Nuno Crato sentiu que ainda não tinha feito tudo pela escola pública. Que a sua marca distintiva carecia de um rasgo final de genialidade. Vai daí, decidiu resgatar os militares na reserva e transformá-los nos novos polícias do ensino. A tropa vai mudar-se para o recreio.
O que vão, afinal, fazer estes soldados desocupados? Várias coisas: impedir agressões entre elementos da comunidade escolar, sejam verbais ou físicas, "defender os direitos das crianças", protegendo-as "de qualquer forma de abuso", e ensinar aos petizes a importância de manter intacto o equipamento. Os militares na reserva vão ser privados de uma vida pacata para serem contínuos. Com a vantagem de saberem usar uma arma e terem aptidões para deixar inconsciente um aluno mais temperamental. Chamar a PSP? Só se for mesmo necessário.
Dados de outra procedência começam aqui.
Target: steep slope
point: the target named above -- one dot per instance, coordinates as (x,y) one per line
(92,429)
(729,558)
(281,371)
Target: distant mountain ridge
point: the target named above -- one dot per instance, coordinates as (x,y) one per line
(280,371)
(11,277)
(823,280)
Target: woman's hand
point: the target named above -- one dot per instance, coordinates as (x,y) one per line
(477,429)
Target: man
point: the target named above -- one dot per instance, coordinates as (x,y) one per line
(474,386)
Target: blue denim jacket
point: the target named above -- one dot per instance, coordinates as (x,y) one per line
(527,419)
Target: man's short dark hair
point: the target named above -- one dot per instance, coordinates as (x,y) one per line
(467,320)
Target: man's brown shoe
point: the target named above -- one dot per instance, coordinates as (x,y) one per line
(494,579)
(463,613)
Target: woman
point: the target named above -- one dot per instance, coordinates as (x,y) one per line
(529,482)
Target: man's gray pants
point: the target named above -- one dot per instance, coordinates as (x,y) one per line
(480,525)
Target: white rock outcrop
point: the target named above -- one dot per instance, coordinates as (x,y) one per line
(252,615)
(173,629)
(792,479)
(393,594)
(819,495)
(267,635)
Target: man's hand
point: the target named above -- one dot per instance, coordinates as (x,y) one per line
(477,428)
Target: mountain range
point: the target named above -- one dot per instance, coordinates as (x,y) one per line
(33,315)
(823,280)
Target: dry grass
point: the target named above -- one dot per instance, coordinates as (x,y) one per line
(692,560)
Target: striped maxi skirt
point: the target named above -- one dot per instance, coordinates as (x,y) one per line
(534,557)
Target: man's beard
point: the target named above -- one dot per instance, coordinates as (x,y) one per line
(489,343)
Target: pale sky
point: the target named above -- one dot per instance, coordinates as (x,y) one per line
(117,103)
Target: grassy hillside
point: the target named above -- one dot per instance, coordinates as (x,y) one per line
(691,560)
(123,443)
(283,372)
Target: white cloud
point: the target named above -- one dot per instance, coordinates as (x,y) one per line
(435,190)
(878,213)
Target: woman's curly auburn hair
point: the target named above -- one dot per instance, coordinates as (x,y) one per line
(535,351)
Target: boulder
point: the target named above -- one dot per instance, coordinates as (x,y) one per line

Sabe-se muito pouco sobre as motivações desta medida. A Associação Nacional de Sargentos foi apanhada desprevenida. Aos militares não resta outra solução que não seja cumprir o estipulado. Assim o determina o novo Estatuto dos Militares das Forças Armadas. Vamos admitir que a estratégia militarista tem como móbil os números da criminalidade em contexto escolar. A estatística de 2014 ajuda: houve, de facto, mais 340 ocorrências do que no ano anterior, num total de 6693. Vamos admitir, até, que a presença de militares de calças de ganga pode ter um efeito dissuasor. Que os recreios passam a ser espaços pacatos que fazem corar de vergonha os templos budistas. Há, todavia, um senão: 72% das ocorrências em contexto escolar foram de natureza criminal. Ou seja: na esmagadora maioria dos casos, a resposta compete única e exclusivamente à PSP, que está há anos no terreno com o programa Escola Segura. Resultado: gera-se um conflito entre forças e duplicam-se os gastos públicos. Será que ninguém pensou nisto?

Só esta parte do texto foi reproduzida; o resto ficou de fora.